First-Principles Calculation of the Optical Rotatory Power of Periodic Systems: Modern Theory with Modern Functionals

TL;DR

This paper develops a modern first-principles approach to calculate the optical rotatory power of periodic systems, incorporating advanced functionals and orbital magnetization theory, validated through applications to quartz and comparison with experiments.

Contribution

It introduces a comprehensive method for computing optical rotation in periodic insulators using modern density functional theory and orbital magnetization concepts.

Findings

Validated implementation in Crystal software.

Confirmed importance of electric dipole-quadrupole terms.

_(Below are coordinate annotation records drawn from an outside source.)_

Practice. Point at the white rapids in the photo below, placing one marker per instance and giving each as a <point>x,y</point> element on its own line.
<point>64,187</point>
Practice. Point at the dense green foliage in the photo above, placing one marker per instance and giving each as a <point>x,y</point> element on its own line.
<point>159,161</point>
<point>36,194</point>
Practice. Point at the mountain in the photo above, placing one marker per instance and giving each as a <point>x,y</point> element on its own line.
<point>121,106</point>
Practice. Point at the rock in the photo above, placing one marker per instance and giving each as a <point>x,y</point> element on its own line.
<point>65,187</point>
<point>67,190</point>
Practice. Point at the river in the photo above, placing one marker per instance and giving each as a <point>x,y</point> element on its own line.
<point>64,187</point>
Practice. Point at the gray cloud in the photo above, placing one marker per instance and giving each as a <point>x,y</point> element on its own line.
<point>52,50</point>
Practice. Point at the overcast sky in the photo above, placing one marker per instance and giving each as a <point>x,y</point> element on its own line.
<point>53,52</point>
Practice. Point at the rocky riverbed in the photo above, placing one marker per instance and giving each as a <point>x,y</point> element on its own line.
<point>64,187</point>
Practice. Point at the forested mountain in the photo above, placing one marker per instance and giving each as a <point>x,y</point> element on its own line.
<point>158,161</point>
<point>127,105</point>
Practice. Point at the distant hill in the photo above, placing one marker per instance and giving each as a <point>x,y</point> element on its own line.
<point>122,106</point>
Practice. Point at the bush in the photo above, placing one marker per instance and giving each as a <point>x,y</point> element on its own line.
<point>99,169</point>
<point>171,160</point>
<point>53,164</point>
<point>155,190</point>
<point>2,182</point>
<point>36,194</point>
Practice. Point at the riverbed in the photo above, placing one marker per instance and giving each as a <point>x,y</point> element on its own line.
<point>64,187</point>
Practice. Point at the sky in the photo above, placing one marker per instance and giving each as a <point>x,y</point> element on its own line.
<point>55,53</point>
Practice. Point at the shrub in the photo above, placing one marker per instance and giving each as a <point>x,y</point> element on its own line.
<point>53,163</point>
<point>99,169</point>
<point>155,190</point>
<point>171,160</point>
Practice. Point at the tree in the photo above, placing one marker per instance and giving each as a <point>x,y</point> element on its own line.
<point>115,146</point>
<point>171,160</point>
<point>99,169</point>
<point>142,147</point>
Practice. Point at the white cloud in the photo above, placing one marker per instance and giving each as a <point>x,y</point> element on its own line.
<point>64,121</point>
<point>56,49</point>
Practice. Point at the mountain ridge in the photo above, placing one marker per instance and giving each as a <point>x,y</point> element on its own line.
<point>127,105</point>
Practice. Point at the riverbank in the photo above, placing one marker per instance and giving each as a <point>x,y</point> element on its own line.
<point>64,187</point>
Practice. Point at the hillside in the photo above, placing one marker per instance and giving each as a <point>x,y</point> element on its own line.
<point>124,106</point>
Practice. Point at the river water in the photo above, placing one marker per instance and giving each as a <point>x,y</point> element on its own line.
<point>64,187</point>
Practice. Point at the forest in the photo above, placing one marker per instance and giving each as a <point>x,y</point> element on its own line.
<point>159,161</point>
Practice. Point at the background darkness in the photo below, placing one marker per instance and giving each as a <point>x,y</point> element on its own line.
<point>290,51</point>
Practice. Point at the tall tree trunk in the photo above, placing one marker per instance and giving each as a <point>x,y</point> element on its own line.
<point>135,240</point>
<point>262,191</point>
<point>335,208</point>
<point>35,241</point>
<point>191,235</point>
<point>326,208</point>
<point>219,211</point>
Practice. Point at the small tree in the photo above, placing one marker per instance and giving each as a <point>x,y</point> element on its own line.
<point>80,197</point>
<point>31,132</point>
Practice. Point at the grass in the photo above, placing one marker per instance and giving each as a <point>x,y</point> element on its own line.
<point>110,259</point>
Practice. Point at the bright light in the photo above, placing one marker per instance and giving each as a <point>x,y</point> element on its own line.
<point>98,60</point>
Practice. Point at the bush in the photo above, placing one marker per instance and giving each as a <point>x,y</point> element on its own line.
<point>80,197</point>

Achieved agreement with experimental data using advanced functionals.

Abstract

An analysis of orbital magnetization in band insulators is provided. It is shown that a previously proposed electronic orbital angular-momentum operator generalizes the ``modern theory of orbital magnetization'' to include non-local Hamiltonians. Expressions for magnetic transition dipole moments needed for the calculation of optical rotation (OR) and other properties are developed. A variety of issues that arise in this context are critically analyzed. These issues include periodicity of the operators, previously proposed band dispersion terms as well as, if and where needed, evaluation of reciprocal space derivatives of orbital coefficients. Our treatment is used to determine the optical rotatory power of band insulators employing a formulation that accounts for electric dipole - electric quadrupole (DQ), as well as electric dipole-magnetic dipole, contributions. An implementation in the public \textsc{Crystal} program is validated against a model finite system and applied to the $\alpha$-quartz mineral through linear-response time-dependent density functional theory with a hybrid functional. The latter calculations confirmed the importance of DQ terms. Agreement against experiment was only possible with i) use of a high quality basis set, ii) inclusion of a fraction of non-local Fock exchange, and iii) account of orbital-relaxation terms in the calculation of response functions.